Herpes Simplex Virus (HSV-1 & HSV-2), Qualitative PCR, CSF
Test Mnemonic
HSPCRC
CPT Codes
- 87529 - QTY (2)
LOINC ®
5013-8
Aliases
- HSPCRC
- HSV
- SQHSPCRC
Performing Laboratory
Cleveland Clinic Laboratories
Specimen Requirements
Volume | Type | Container | Collect Temperature | Transport Temperature | Special Instructions |
---|---|---|---|---|---|
0.5 mL | Cerebrospinal fluid (CSF) | Sterile container | Refrigerated | Collect CSF using standard protocol. CSF from any tube of collection (Tubes 1-4) may be used for this assay. Make a dedicated aliquot into a sterile tube using sterile technique in a biosafety cabinet.
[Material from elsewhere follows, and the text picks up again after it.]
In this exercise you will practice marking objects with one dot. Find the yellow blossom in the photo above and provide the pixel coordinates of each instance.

Residual specimen from non-Microbiology laboratories is NOT acceptable. |
Minimum Specimen Requirements
Volume | Type | Container | Collect Temperature | Transport Temperature | Special Instructions |
---|---|---|---|---|---|
0.2 mL | Collect CSF using standard protocol. CSF from any tube of collection (Tubes 1-4) may be used for this assay. Make a dedicated aliquot into a sterile tube using sterile technique in a biosafety cabinet. Residual specimen from non-Microbiology laboratories is NOT acceptable. |
Stability
Environmental Condition | Description |
---|---|
Refrigerated | 7 days at 2-8C |
Frozen | 1 month at -70C |
Days Performed
7 days a week
Turnaround Time
1 - 3 days
Methodology
Name | Description |
---|---|
Qualitiative Real-Time PCR |
Clinical Info
Herpes simplex viruses (HSV-1 and HSV-2) are enveloped DNA viruses that are members of the alpha-herpesviridae subfamily. HSV causes about 5–10% of all encephalitis cases, and is one of the most common causes of identified sporadic encephalitis globally. HSV-1 encephalitis is more common in adults; and HSV-2 encephalitis is more common in neonates. Clinical features involved with HSV encephalitis include fever, hemicranial headache, language and behavioral abnormalities, memory impairment, and seizures. HSV can also be associated with meningitis. Nucleic acid amplification testing of CSF specimens has greatly increased the ability to diagnose infections of the CNS, especially viral infections caused by the herpesviruses. The FDA-cleared DiaSorin Molecular Simplexa HSV 1 & 2 Direct is a multiplex qualitative real-time PCR assay that targets HSV-1 and HSV-2 DNA polymerase genes, and is intended for use as an aid in the diagnosis of HSV-1 and HSV-2 infections of the CNS. For encephalitis patients with a negative herpes simplex PCR result, consideration should be given to repeating the test 3–7 days later for patients demonstrating a compatible clinical syndrome or temporal lobe localization on neuroimaging. This standalone HSV-1 and HSV-2 PCR test has been shown to have greater analytic sensitivity for HSV detection as compared to large multiplex panels, and should be considered for patients with high pre-test probability of HSV encephalitis.
Clinical Limitation
Negative results do not preclude HSV-1 or HSV-2 infection and should not be used as the sole basis for treatment or other patient management decisions, especially if performed very early in the course of illness. For encephalitis patients with a negative herpes simplex PCR result, consideration should be given to repeating the test 3–7 days later for patients demonstrating a compatible clinical syndrome or temporal lobe localization on neuroimaging. As with other tests, false-positive results may occur. Repeat testing or testing with a different device may be indicated in some settings. A positive result by this test cannot rule out infections caused by other viral or bacterial pathogens. Viral nucleic acids may persist in vivo independent of virus viability. Detection of target analyte(s) does not imply that the corresponding viruses are infectious or are the causative agent for clinical symptoms.
Clinical Reference
Vaugon E, Mircescu A, Caya C, Yao M, Gore G, Dendukuri N, Papenburg J. Diagnostic accuracy of rapid one-step PCR assays for detection of herpes simplex virus-1 and -2 in cerebrospinal fluid: a systematic review and meta-analysis. Clin Microbiol Infect. 2022 Dec;28(12):1547-1557. doi: 10.1016/j.cmi.2022.06.004. Epub 2022 Jun 17. PMID: 35718347.